Again, a "runaway Venus" was never really in the cards. As far as I am aware, basically all the carbon that is now locked in the ground in fossil fuels was once in the environment, and Earth still supported copious life at that time. E.g. at one point when dinosaurs roamed the Earth, there were no polar ice caps (Antarctica, even when it was near its current position over the South Pole, had lush green forests and lots of dinosaurs, even with many months of darkness), sea level was many meters higher, but life still flourished.
I'm not downplaying climate change. A significant, geologically fast rise in global temperatures would kill millions/billions of people, inundate coastal areas, result in major migrations and resource wars, etc. But "ending humanity" by making the entire planet unlivable was never supported by the science.
That won't happen, of course, since we kept increasing the threshold every time we approached the previous threshold. Luckily for us now, human society won't collapse until we hit 2 degrees!

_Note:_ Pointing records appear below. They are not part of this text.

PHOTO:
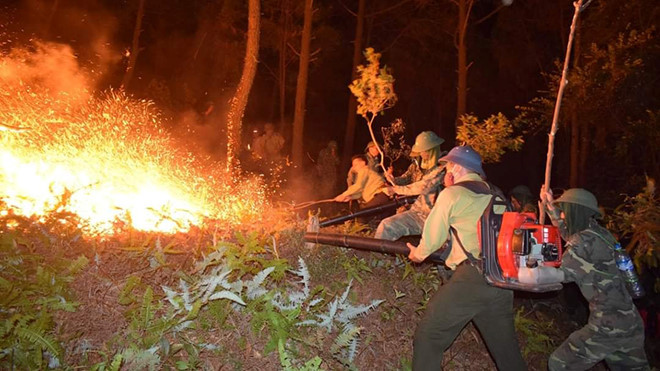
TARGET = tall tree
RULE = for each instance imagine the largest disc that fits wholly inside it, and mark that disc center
(352, 102)
(285, 20)
(301, 87)
(463, 19)
(135, 47)
(239, 101)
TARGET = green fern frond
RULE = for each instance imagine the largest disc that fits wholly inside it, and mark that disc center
(41, 339)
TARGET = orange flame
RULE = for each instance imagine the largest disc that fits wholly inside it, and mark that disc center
(107, 159)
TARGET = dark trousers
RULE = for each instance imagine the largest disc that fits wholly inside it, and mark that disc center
(467, 297)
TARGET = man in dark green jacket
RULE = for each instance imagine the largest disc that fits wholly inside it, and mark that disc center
(615, 332)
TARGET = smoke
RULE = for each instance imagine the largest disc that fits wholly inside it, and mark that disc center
(52, 66)
(86, 27)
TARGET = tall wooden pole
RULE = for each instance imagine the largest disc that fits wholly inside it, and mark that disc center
(239, 101)
(555, 116)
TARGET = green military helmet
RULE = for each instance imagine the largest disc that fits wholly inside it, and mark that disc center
(582, 197)
(521, 190)
(425, 141)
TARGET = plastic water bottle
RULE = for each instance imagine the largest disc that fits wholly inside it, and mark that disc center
(627, 268)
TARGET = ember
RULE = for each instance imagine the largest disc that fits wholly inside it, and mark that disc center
(106, 158)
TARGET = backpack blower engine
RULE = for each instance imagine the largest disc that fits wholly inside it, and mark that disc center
(520, 241)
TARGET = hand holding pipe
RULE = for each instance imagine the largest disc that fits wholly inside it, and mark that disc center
(367, 244)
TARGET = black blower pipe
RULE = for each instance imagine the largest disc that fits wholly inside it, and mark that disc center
(365, 243)
(407, 200)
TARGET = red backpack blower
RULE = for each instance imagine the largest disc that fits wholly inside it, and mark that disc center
(511, 240)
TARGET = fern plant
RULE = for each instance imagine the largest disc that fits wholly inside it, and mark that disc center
(31, 292)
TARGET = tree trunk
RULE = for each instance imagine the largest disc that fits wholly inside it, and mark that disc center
(585, 143)
(135, 47)
(576, 130)
(239, 101)
(51, 15)
(301, 88)
(575, 149)
(284, 24)
(352, 102)
(464, 8)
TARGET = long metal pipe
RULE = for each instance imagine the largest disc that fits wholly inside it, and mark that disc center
(407, 200)
(365, 243)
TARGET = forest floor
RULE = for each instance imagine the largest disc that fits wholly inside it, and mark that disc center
(110, 318)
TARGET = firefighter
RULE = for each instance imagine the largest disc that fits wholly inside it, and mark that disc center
(467, 296)
(373, 161)
(373, 157)
(367, 187)
(269, 145)
(410, 222)
(615, 331)
(522, 200)
(326, 169)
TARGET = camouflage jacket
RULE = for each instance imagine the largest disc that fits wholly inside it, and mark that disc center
(427, 188)
(589, 262)
(413, 174)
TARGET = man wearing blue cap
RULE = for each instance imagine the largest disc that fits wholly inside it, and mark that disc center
(467, 296)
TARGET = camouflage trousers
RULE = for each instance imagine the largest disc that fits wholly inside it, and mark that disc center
(467, 297)
(407, 223)
(587, 346)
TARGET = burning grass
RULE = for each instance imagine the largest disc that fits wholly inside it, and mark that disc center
(104, 157)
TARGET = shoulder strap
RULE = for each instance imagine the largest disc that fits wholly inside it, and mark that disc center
(475, 186)
(469, 255)
(609, 241)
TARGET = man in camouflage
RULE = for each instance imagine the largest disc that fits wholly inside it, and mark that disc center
(467, 296)
(326, 169)
(410, 222)
(614, 332)
(522, 200)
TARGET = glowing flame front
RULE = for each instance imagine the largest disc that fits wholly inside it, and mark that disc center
(107, 159)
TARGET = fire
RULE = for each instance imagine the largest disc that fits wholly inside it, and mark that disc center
(107, 159)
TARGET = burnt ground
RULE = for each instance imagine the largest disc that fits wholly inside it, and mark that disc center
(97, 329)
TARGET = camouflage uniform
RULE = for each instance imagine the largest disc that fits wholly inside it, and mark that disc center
(615, 332)
(413, 174)
(411, 222)
(326, 168)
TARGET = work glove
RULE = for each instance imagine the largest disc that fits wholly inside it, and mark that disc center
(540, 275)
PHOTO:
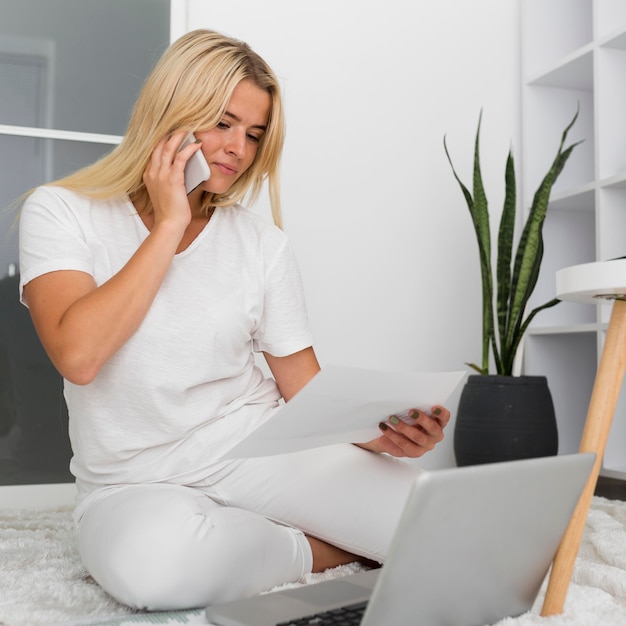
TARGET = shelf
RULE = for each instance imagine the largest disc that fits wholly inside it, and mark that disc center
(617, 41)
(580, 199)
(542, 20)
(573, 72)
(574, 55)
(572, 329)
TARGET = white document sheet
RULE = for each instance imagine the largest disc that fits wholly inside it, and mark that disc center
(345, 405)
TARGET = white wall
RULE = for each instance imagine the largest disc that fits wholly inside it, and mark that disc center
(381, 231)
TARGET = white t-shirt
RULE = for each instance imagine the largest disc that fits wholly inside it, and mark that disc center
(184, 388)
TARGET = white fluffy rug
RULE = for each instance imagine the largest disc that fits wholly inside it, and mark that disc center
(42, 581)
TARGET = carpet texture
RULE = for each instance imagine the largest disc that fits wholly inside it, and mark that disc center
(43, 583)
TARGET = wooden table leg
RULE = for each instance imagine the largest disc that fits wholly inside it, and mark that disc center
(604, 397)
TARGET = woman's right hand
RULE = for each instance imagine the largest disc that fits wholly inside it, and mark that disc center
(164, 178)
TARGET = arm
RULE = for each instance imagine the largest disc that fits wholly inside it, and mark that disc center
(294, 371)
(397, 438)
(81, 325)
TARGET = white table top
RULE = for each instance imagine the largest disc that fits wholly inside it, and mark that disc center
(592, 282)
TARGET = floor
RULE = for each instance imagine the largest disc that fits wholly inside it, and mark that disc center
(611, 488)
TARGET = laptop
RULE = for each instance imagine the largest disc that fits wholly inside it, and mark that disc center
(473, 546)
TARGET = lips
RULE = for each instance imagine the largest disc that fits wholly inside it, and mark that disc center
(228, 170)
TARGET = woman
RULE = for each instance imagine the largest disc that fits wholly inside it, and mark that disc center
(151, 304)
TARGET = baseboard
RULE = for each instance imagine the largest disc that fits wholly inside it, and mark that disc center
(37, 496)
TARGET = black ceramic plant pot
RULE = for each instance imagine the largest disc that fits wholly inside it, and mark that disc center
(504, 418)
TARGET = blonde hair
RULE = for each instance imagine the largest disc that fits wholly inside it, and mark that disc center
(189, 89)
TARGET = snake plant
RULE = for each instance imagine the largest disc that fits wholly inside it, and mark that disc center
(514, 285)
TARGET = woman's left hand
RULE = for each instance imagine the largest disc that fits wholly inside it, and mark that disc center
(412, 440)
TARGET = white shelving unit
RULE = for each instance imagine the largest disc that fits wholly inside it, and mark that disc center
(574, 55)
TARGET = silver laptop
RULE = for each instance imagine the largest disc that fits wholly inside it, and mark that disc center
(473, 546)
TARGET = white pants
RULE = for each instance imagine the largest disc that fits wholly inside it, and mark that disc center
(165, 547)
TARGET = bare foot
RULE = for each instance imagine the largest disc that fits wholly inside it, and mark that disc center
(326, 556)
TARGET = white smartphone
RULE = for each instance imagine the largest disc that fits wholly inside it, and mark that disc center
(197, 169)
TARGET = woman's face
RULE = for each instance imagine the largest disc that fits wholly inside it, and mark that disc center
(231, 146)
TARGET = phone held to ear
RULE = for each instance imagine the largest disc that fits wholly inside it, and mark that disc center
(197, 169)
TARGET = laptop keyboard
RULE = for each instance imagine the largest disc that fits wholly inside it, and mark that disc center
(345, 616)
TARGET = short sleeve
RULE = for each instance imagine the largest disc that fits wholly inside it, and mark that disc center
(50, 236)
(284, 327)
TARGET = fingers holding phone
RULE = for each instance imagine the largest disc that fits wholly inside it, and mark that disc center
(197, 169)
(166, 176)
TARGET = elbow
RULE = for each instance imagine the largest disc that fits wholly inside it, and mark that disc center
(77, 369)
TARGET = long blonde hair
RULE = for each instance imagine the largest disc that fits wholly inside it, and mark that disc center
(189, 89)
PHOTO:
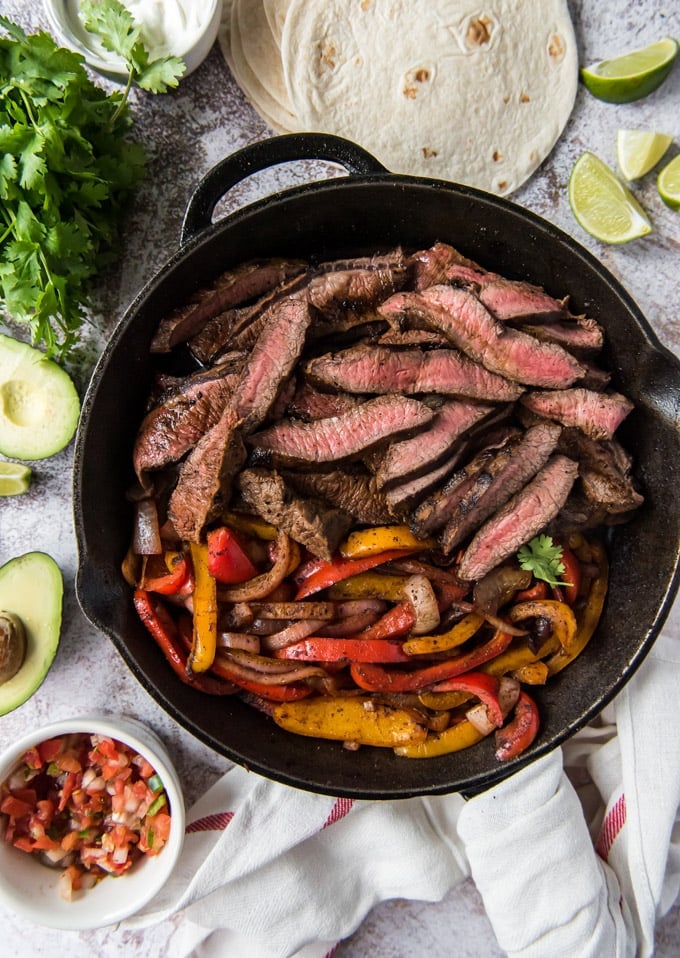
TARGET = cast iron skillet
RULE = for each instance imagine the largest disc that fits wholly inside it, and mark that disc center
(368, 210)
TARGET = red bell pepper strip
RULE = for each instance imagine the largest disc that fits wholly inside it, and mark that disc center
(373, 678)
(521, 731)
(163, 628)
(227, 561)
(338, 568)
(477, 683)
(351, 649)
(275, 693)
(178, 581)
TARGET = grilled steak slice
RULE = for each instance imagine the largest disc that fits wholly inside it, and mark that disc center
(581, 336)
(469, 325)
(379, 369)
(432, 266)
(516, 301)
(309, 403)
(205, 479)
(272, 360)
(352, 492)
(411, 457)
(523, 517)
(596, 414)
(233, 287)
(433, 512)
(295, 443)
(172, 428)
(309, 521)
(604, 469)
(508, 470)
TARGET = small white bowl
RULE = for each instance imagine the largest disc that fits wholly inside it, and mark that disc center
(30, 889)
(68, 30)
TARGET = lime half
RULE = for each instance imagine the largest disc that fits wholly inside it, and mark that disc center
(602, 203)
(669, 184)
(15, 478)
(633, 75)
(638, 151)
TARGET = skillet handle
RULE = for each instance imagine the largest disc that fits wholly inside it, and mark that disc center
(262, 155)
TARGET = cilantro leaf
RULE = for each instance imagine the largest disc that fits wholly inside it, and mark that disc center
(543, 558)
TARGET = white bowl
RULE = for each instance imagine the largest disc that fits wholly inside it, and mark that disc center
(30, 889)
(68, 30)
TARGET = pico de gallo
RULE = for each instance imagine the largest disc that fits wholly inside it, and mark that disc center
(87, 804)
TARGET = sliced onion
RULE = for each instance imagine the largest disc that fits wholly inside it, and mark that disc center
(295, 632)
(419, 592)
(146, 540)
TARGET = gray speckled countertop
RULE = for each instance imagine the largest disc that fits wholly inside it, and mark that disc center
(186, 133)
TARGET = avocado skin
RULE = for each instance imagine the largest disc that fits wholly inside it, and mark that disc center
(32, 588)
(39, 404)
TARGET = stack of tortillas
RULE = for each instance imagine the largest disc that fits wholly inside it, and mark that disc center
(449, 89)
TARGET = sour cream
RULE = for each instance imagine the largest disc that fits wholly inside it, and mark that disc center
(183, 28)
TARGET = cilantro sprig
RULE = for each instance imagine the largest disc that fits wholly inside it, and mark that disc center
(543, 557)
(67, 171)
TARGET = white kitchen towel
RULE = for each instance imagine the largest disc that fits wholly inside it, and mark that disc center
(570, 862)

Man, reading these comments is making me realize how crazy the messaging on climate alarmism actually got. No, 1.5 C was literally never the threshold where "everything would be fucked and human civilization would inevitably collapse." Where are people getting this misinformation? It wasn't from the IPCC, nor from the broader scientific consensus, nor was it part of the Kyoto or Paris Protocol statements. Yes, there would be colossally bad impacts, but "everything would be fucked and human civilization would inevitably collapse" is just total bullshit.
so journalists focus on Number, because Number is simple and understandable. even when Number is mostly or completely bogus.